Strony

piątek, 21 listopada 2014

HARD RIOT - the Blackened Heart (2014)

Fala niemieckiego hard rocka nadciąga. Był Black Bird, teraz czas pochwalić inny zespół, który również znakomicie radzi sobie w początkowej fazie swojej kariery. Mam tutaj na myśli Hard Riot. Podobnie jak Black Bird nie kryje swoich zamiłowań starociami, klasycznymi zespołami. Nie raz po myślimy podczas ich muzyki o Ac/DC, Scorpions, Gotthard czy nawet o Nickeblack. Grają od 2006 roku i nawet udało im się nagrać swój pierwszy album, jednak dopiero teraz zaczyna być o nich głośno. Spora w tym zasługa nowego albumu „The Blackened Heart” , który jest znacznie ciekawszy dziełem niż debiut.

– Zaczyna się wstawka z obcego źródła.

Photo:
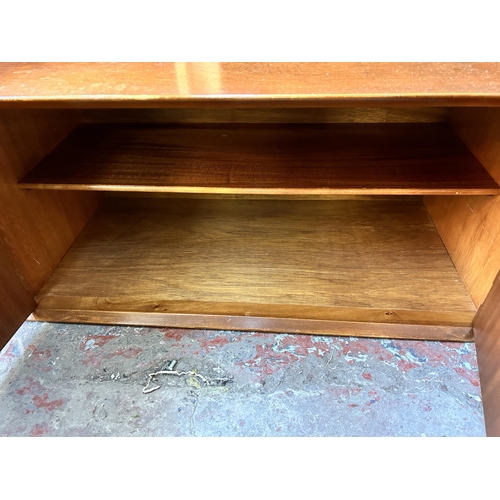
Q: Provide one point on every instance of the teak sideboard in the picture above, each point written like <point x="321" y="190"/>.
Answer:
<point x="326" y="198"/>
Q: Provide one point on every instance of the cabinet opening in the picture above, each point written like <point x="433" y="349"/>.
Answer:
<point x="356" y="266"/>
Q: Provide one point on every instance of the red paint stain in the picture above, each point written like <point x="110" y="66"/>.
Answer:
<point x="267" y="360"/>
<point x="374" y="397"/>
<point x="42" y="402"/>
<point x="470" y="376"/>
<point x="303" y="345"/>
<point x="37" y="355"/>
<point x="33" y="387"/>
<point x="9" y="352"/>
<point x="39" y="430"/>
<point x="214" y="342"/>
<point x="355" y="346"/>
<point x="404" y="365"/>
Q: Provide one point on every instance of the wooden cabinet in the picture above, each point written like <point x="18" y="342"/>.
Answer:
<point x="342" y="199"/>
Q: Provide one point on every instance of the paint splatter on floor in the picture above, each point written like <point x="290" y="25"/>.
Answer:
<point x="87" y="380"/>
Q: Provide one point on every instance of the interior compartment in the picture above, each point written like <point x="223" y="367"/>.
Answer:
<point x="274" y="226"/>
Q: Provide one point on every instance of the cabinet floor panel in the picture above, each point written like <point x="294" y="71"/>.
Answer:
<point x="325" y="159"/>
<point x="342" y="267"/>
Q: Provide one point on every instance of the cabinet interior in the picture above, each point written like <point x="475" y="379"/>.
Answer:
<point x="298" y="220"/>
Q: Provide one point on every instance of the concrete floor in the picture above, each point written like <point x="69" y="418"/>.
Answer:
<point x="88" y="380"/>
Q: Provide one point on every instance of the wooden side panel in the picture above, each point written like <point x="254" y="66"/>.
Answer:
<point x="16" y="303"/>
<point x="470" y="225"/>
<point x="486" y="328"/>
<point x="36" y="228"/>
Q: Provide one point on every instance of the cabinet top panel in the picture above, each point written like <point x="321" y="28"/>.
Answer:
<point x="248" y="84"/>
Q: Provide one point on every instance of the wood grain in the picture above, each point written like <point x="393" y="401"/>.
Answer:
<point x="352" y="261"/>
<point x="36" y="228"/>
<point x="246" y="84"/>
<point x="16" y="303"/>
<point x="265" y="115"/>
<point x="470" y="225"/>
<point x="264" y="159"/>
<point x="262" y="324"/>
<point x="486" y="327"/>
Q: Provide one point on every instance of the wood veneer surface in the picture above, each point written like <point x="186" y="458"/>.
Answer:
<point x="273" y="159"/>
<point x="36" y="228"/>
<point x="487" y="338"/>
<point x="378" y="262"/>
<point x="233" y="84"/>
<point x="470" y="225"/>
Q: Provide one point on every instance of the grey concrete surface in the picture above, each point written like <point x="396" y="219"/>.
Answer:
<point x="88" y="380"/>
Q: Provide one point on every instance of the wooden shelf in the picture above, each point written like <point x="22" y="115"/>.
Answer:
<point x="416" y="158"/>
<point x="154" y="85"/>
<point x="328" y="267"/>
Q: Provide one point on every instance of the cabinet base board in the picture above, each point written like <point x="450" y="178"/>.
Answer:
<point x="254" y="323"/>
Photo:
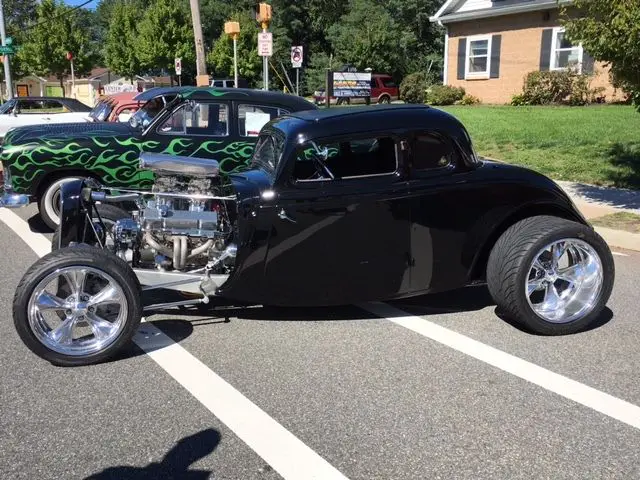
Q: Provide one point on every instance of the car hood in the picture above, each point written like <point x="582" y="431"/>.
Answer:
<point x="68" y="132"/>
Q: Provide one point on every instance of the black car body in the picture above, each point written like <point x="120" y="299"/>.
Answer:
<point x="336" y="207"/>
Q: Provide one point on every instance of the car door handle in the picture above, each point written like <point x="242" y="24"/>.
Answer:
<point x="283" y="215"/>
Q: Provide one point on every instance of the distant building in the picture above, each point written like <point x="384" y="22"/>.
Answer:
<point x="491" y="45"/>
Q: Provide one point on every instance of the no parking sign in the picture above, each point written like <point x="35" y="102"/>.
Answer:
<point x="296" y="57"/>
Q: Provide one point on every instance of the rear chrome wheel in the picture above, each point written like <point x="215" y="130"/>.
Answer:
<point x="77" y="306"/>
<point x="564" y="281"/>
<point x="551" y="275"/>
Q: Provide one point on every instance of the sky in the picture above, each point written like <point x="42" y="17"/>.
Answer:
<point x="73" y="3"/>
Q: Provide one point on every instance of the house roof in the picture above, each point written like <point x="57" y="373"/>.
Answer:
<point x="449" y="12"/>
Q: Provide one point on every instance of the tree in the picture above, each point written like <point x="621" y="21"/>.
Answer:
<point x="45" y="47"/>
<point x="610" y="32"/>
<point x="122" y="39"/>
<point x="164" y="33"/>
<point x="249" y="63"/>
<point x="368" y="36"/>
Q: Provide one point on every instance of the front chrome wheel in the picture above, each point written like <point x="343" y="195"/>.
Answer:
<point x="77" y="310"/>
<point x="565" y="280"/>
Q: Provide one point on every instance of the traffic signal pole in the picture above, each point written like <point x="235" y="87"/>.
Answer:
<point x="5" y="61"/>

Jest energia, jest przebojowość, jest pazur, jest pomysł na styl czy aranżacje, muzycy dbają o detale, o to żeby wszystko było zrobione precyzyjnie. Nawet pomyślano o radości i luźnym klimacie. Jako płyta hard rockowa to „The Blackened Heart” jest pełnym dziełem i nie brakuje mu niczego. Micheal Gildner brzmi jak wokalista Nickeblack, co dla jednych będzie minusem, a dla drugich powodem by sięgnąć po ten album. Ogólnie ma w sobie to coś, co sprawia że płyta brzmi hard rockowo i klasycznie. To słychać właściwie od samego początku. Wyrazisty wokal w połączenie z mocnymi i chwytliwymi riffami czyni ten album naprawdę mocnym dziełem. Dobrze nastraja słuchacza energiczny otwieracz „Blackout”. Nie jest to cover Scorpions, ale jakże udany miks heavy metalu i hard rocka. Fani Ac/Dc powinni być zachwyceni „Suicide Blues”, który ukazuje wszelkie atuty niemieckiej formacji. Komercja też jest tutaj obecna o czym świadczy „Count on Me” i to jest taki mały ukłon w stronę fanów radiowych hitów i Nickeblack. Przebojów na płycie nie brakuje, a jednym z tych najbardziej zauważalnych jest „Not Alone”. Podoba mi się też bluesowy „The enemy Within” i nie miałbym nic przeciwko gdyby było więcej takich kawałków i zagranych z takim luzem. Nie brakuje też heavy metalowych akcentów, a jednym z nich jest tutaj bez wątpienia „Hit The ground”. Przydałoby się tej płycie więcej takich szybkich kompozycji, żeby nadać płycie więcej dynamiki. To potwierdza ich talent do urozmaicenie i stworzenia ciekawego materiału.

Jeśli szukacie solidnego albumu z mieszanką heavy metalu i hard rocka, przesiąkniętego klasycznymi patentami to niemiecki Hard Riot wam tego dostarczy na nowym albumie.